New creche at UCD provides innovative and sustainable extension development
If a child arrives at the new Oakmount Creche at University College Dublin (UCD) they will meet a fun building which is both welcoming and exciting. The glazed entrance area immediately gives sight of the coloured playground beyond. The blue floor has an arrangement of yellow 'stepping stone' circles. The blue 'Magic Room Tower' has an odd assortment of windows of different shapes and sizes vaguely imitating a freckled child's smiling face. The low horizontal windows at the bottom are designed for toddlers and waddlers to look through either to the outside world or to the oncoming parent.

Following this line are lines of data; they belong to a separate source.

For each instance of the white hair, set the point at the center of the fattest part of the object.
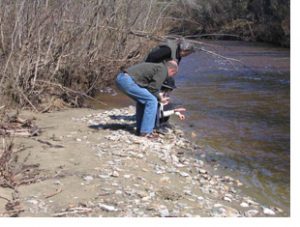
(172, 65)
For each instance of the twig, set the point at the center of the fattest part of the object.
(49, 144)
(1, 197)
(213, 34)
(53, 194)
(69, 90)
(30, 103)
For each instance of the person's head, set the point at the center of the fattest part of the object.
(168, 85)
(185, 48)
(172, 67)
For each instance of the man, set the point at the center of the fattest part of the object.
(170, 50)
(166, 110)
(142, 83)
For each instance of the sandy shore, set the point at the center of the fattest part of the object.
(89, 163)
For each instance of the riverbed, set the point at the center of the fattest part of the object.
(238, 110)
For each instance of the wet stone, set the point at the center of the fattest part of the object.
(251, 213)
(268, 211)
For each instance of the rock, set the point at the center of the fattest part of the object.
(115, 174)
(184, 174)
(33, 201)
(103, 176)
(164, 212)
(251, 213)
(251, 202)
(243, 204)
(107, 207)
(164, 180)
(223, 211)
(88, 178)
(227, 199)
(202, 171)
(268, 211)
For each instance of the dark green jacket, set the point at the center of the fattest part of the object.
(149, 75)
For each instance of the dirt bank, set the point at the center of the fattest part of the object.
(90, 163)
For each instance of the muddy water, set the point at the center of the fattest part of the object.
(240, 113)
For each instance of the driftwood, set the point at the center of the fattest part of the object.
(16, 126)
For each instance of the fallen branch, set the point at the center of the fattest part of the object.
(53, 194)
(75, 210)
(69, 90)
(49, 144)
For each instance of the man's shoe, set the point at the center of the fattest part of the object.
(150, 135)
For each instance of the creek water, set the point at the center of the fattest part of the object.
(239, 112)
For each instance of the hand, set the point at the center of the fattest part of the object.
(165, 100)
(181, 117)
(179, 110)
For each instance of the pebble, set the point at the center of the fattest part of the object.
(184, 174)
(164, 212)
(115, 174)
(268, 211)
(243, 204)
(251, 213)
(88, 178)
(202, 171)
(107, 207)
(167, 159)
(227, 199)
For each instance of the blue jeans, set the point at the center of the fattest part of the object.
(146, 103)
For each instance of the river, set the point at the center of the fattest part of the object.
(239, 112)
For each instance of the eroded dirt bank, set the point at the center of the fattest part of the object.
(89, 163)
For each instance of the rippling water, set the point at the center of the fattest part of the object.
(240, 112)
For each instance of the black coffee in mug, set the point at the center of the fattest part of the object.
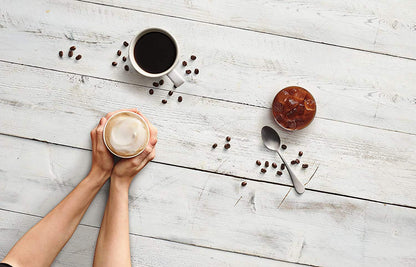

In this extension development, an entrance courtyard (terminated by the said tower), was created and large corridor windows to the front are deliberate to make the building as bright and friendly as possible. The setting for the building is an Arboritum which belonged to the now disappeared Roebuck Grove Georgian mansion (demolished in 1970).
In response to the stated assessment criteria, the Oakmount Creche houses a blue tower with funny windows on a third level campus for originality, a welcoming courtyard and transparent entrance for form and multiple environmentally friendly elements to fill the brief on sustainability. These include the use of both passive and active solar energy, a humidity variable diffusion resistance vapour barrier and a timber frame. The Oakmount Creche was built just for kids, not for stuffy adults and provides a fun building to observe the world from.
Although functionally meeting all the childcare guidelines space requirements for the 50 additional children (110 total) it remains a 'home from home'.
The Montessori principle of 'learning by fun' has been significantly enhanced by the buildings colour, openness and relation to playground and outside areas. Different age groups mix in the Magic Room and develop social, creative and imaginary skills.